The credits came on and announced the name of the movie- the ballad of a soldier. By then both me and my brother had realized that this movie will not be what we were waiting for. But perhaps it would be something which is worth waiting for.

I saw ballad of a soldier as a kid. You will perhaps not believe, but every scene of the movie was etched in my mind when I was compelled to hunt down its DVD in a video shop in Canada more than 20 years later. It is a film which has stayed with me for the last quarter of a century.

Ballad of a SoldierThe ballad is a simple tale. And again that’s where it got me. And millions of others who have watched it and elevated it to being one of the best movies to have come out of Russia. It is the simple story of the journey of a soldier who is coming back from the front which he has earned through his bravery. It is the simple tale of two teenagers who fall in love against circumstances. And knowing fully well that this love is momentary and without a future. A story of a young man's journey through war ravaged country and war ravaged cities and citizens. A teenagers growing up to the harsh realities of life and the beauty of love at the same time. It is the story of an epic journey which Alyosha and Shura undertake over a period of a few days.

The ballad was a simple straight forward tale. Overly sentimental at times. But for a nation coming out of the deadliest war that civilization has seen and getting into one of the deadliest and most oppressing periods which civilization has seen this was a message, a story straight from the heart.

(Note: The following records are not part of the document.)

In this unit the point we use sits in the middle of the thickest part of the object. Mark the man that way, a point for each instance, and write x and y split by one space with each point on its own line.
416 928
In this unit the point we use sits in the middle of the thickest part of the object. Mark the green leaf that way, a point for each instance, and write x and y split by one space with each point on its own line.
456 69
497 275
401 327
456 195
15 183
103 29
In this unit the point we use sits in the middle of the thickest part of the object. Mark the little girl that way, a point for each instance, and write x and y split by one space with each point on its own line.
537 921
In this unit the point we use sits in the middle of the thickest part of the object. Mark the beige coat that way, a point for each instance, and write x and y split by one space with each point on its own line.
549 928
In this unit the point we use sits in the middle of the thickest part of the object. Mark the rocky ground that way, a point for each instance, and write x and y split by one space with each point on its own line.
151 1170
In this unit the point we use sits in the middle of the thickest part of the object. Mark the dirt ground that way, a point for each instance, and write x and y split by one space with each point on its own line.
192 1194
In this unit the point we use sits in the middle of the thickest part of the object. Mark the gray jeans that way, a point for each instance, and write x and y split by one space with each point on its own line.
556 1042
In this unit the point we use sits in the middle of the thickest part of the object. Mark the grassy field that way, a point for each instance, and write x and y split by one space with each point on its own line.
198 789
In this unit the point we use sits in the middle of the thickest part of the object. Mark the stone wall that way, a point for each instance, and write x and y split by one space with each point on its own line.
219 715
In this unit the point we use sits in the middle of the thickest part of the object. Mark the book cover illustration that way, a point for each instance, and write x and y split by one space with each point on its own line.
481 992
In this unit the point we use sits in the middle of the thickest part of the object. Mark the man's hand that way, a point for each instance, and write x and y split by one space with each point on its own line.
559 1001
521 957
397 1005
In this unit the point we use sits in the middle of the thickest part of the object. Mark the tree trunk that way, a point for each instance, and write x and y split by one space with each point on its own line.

Released in 1959 the film till today remains as fresh as its appeal on humanism even today. In the maze of "smart" movies which has overtaken our times this movie any time provides the whiff of fresh air. See Ballad of a soldier. Ignore the sentimentalism a bit. You will not regret...


 
more info:
http://www.rottentomatoes.com/m/ballad_of_a_soldier/
http://www.imdb.com/title/tt0081059/

1 comment:

Anonymous said...

Nice reviews, Sayan! I loved 'Omar Mukhtar' when I watched it as a teenager. I didn't understand the political aspect of the message at that time as I do now, though I understood that it was about a man fighting for the freedom of his people. It is definitely one of Anthony Quinn's great movies. I haven't seen 'Ballad of a Soldier'. It looks fascinating from your description. I love Russian movies - my favourites are 'Irony of Fate' and 'Burnt by the Sun'. I will add 'Ballad of a Soldier' to my 'To be seen' list. It was interesting to read about how you had to cajole your dad to take you to the movies :) My dad was similar in some ways - he was totally anti-movie and my mom and I had to negotiate with him for nearly a month, before we could go to the theatre. Now, I watch all kinds of movies in front of him at home and he wonders what happened to his 'good' son :) Thanks for these wonderful reviews!